But just as Greek authorites said that a 29-year-old hunter hospitalised in the northern city of Salonika with avian flu-like symptoms had tested negative for the deadliest of the virus' strains, they also announced that cases of the broad H5 virus type had been found in birds in the north of the country.
Samples from two dead swans, one found in the sea near Salonika's waterfront, the other in a coastal area 90 kilometres (55 miles) from the city, have been sent to the EU Reference Laboratory for Avian Influenza in Weybridge, England to determine whether they were carrying the highly pathogenic H5N1 type.
The same laboratory was running tests on samples pouring in from both northern Greece and the southern island of Crete.
Since 2003, at least 90 people, mostly in China and Southeast Asia, have been killed by H5N1, which has been identified in northern Greece and the Aegean island of Skyros over the last week, as well as in Turkey, Iraq, Italy, Bulgaria, Croatia, Slovenia, Ukraine and Romania, where the country's 30th oubreak site of the H5 viral group was reported Tuesday.

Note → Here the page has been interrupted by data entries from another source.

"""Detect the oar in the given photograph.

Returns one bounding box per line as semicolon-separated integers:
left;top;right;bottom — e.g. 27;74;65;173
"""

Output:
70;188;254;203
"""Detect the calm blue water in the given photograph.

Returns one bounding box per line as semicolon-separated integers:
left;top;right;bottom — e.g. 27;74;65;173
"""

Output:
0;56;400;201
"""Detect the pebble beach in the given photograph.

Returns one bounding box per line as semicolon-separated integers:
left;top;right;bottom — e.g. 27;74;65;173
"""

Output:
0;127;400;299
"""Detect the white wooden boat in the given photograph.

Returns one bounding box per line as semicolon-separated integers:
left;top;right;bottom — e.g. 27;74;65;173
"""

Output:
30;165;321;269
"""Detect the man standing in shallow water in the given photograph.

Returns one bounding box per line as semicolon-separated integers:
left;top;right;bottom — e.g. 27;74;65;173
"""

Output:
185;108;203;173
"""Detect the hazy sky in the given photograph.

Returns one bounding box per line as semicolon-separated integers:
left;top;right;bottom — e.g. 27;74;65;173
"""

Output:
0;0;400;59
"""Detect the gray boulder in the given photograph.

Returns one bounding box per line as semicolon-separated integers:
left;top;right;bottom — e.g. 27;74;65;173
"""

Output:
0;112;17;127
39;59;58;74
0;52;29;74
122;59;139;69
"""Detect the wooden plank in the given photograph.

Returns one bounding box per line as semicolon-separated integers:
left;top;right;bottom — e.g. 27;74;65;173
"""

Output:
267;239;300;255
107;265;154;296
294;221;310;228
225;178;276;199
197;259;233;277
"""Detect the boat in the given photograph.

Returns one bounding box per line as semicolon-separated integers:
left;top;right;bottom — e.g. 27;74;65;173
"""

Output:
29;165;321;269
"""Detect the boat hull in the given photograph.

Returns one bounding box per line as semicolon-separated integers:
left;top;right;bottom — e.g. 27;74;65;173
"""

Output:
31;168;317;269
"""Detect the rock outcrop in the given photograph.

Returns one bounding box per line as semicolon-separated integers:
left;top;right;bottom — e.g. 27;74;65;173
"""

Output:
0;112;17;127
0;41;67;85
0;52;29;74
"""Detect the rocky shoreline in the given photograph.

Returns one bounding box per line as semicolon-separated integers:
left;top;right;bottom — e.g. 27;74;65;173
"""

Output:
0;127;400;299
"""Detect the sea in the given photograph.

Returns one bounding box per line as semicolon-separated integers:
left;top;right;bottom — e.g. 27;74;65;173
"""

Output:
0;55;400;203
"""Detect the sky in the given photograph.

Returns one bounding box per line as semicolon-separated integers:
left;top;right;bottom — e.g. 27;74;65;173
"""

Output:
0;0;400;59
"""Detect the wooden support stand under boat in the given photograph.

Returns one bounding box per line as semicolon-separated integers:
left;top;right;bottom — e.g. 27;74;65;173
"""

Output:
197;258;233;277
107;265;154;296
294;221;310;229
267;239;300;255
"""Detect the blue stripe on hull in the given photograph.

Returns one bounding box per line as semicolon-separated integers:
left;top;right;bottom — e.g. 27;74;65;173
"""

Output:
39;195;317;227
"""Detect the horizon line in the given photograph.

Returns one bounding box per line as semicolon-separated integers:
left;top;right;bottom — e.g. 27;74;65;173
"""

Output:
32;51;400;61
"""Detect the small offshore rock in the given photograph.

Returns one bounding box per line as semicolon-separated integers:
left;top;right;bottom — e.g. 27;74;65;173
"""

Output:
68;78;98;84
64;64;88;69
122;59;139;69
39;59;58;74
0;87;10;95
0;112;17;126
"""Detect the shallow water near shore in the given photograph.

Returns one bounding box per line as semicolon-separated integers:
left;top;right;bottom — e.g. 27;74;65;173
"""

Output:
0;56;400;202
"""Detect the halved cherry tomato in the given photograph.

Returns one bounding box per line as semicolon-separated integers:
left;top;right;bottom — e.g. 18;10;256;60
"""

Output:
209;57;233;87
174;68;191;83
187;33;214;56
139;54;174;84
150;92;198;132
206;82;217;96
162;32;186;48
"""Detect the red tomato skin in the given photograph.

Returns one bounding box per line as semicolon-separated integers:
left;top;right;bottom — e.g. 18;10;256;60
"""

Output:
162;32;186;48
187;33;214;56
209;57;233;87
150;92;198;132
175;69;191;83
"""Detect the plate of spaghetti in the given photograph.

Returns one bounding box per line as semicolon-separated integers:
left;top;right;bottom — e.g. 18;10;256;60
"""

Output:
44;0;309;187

The disease is highly infectious among birds, including poultry, and can be passed to humans. Doctors fear that if it mutates into a form transmissible among people it could trigger a flu pandemic and kill millions.
Bird hunting has been banned on Skyros and the Salonika region, while owners of poultry in both areas have been ordered to shut their flocks indoors.
Meanwhile in Nigeria, scientists were examining blood samples from farm workers as foreign experts arrived to help protect Africa from its possible first human cases of the H5N1 virus.
As experts from the US Centers for Disease Control (CDC) came to help study the outbreak, there were renewed fears the virus could spread into Nigeria's densely populated south after devastating northern chicken farms.
The health commissioner in the northern state of Kaduna, Mohammed Abubakar Bala, said tests were being carried out on workers from the site of Africa's first confirmed H5N1 outbreak among chickens.
CDC medical and veterinary experts from Atlanta and a laboratory team from the agency's centre in Kenya were due in Nigeria on Tuesday.
Nigeria last week announced Africa's first case of H5N1, which experts believe was spread by infected migratory birds.
Since then Nigerian veterinary scientists have confirmed its presence in flocks in three states and strongly suspect it has infected birds in five more, putting farms in a 280,000 square kilometre (108,000 square mile) patch of northern Nigeria at risk.
They also expressed fear that it should spread southwest, to the densely populated area around Africa's biggest city, Lagos, home to at least 16 million people, many of whom keep chickens in their back yards.
The surrounding countryside is dotted with big battery farms, including one owned by President Olusegun Obasanjo.
In the north, state and federal health officials have been moving between farms which have recorded suspicious poultry deaths and have killed, burned and buried tens of thousands of chickens, geese and ostriches.
Fears that bird flu may have already reached Niger, which lies north of Nigeria, were raised Tuesday by an expert from the UN's Food and Agriculture Organisation (FAO).
"There are suspicions for Niger and there is great agitation along the border between Nigeria and Niger," the head of the agency's contagious diseases service Juan Lubroth told a press conference in Rome.
He did not say whether analyses on dead birds were already being carried out in Niger, which borders the northern Nigerian states of Kaduna and Kano, where Africa's first cases of H5N1 were discovered last week.
Lubroth went on to warn that official restrictions on poultry movements in Kanu and Kaduna were not being properly implemented on the ground.
Residents of northern Nigeria have told AFP that dead chickens were still being sold in marketplaces and that chicken farmers were trying to move their production to neighbouring Benin.
The FAO also warned that when migratory birds return to Europe in a few weeks, there are likely to be fresh outbreaks.
Sweden's Board of Health and Welfare issued a similar alert.
"It is not unthinkable that we soon will have cases of H5N1 even closer to Sweden, and there is a risk that the virus will reach our country," the Board said in an article in the Dagens Nyheter daily.
Also Tuesday, the Italian Farmers' Confederation said plummeting sales of poultry and eggs would cost the industry "at least a billion euros", a quarter of turnover.